Ma-Makan founder Kaylin Eu created Berlin's first Southeast Asian hawker center concept, opening on Lausitzer Platz in Kreuzberg in 2022. The space is designed after the semi-open fast-food restaurants (kopitiam) found in Singapore, Malaysia, and Hong Kong. Everything is made in-house — sambal, curry pastes, and every component from scratch. The kaya toast (soft boiled eggs with kaya jam spread on toast) and the laksa are the signature dishes, but reviewers note that the consistency of execution across the entire menu is what sets Ma-Makan apart from casual Asian spots. Lausitzer Platz is a pedestrianized neighborhood square that hosts markets and festivals, making the location both practical and atmospheric.
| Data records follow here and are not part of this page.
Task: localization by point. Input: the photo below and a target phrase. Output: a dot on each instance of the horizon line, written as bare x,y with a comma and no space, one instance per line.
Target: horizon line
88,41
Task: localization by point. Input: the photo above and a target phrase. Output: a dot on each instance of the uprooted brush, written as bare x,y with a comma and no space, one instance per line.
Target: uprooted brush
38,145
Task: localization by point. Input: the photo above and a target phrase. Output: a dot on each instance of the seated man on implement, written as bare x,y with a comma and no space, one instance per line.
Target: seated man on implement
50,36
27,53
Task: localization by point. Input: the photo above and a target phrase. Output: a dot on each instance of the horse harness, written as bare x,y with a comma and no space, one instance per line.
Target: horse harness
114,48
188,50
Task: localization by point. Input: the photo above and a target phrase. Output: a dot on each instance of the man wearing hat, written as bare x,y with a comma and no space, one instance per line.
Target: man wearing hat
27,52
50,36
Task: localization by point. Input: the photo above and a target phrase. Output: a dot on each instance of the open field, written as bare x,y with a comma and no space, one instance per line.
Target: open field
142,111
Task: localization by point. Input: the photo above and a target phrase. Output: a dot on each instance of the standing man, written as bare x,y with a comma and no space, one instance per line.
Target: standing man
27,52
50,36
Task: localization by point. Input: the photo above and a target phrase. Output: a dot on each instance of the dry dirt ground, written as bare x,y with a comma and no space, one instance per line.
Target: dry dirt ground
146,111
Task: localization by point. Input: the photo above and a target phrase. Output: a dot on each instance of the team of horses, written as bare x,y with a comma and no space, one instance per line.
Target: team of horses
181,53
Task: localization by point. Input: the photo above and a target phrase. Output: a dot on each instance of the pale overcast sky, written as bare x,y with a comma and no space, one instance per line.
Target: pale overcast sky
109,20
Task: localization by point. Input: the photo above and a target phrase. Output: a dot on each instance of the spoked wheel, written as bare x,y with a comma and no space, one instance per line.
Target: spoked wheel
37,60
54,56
Ma-Makan is designed after the hawker centers in Singapore and Malaysia — semi-open kitchen, communal seating, fast service. It's meant to be casual and efficient, not formal.
Everything is made in-house, including pastes, sauces, and stocks. This means the quality is consistent, but also the menu is limited to items the kitchen can execute well. No filler dishes.
Located on Lausitzer Platz, a pedestrianized square in Kreuzberg. The square hosts weekend markets and festivals. Great place to sit outside with food in warmer months.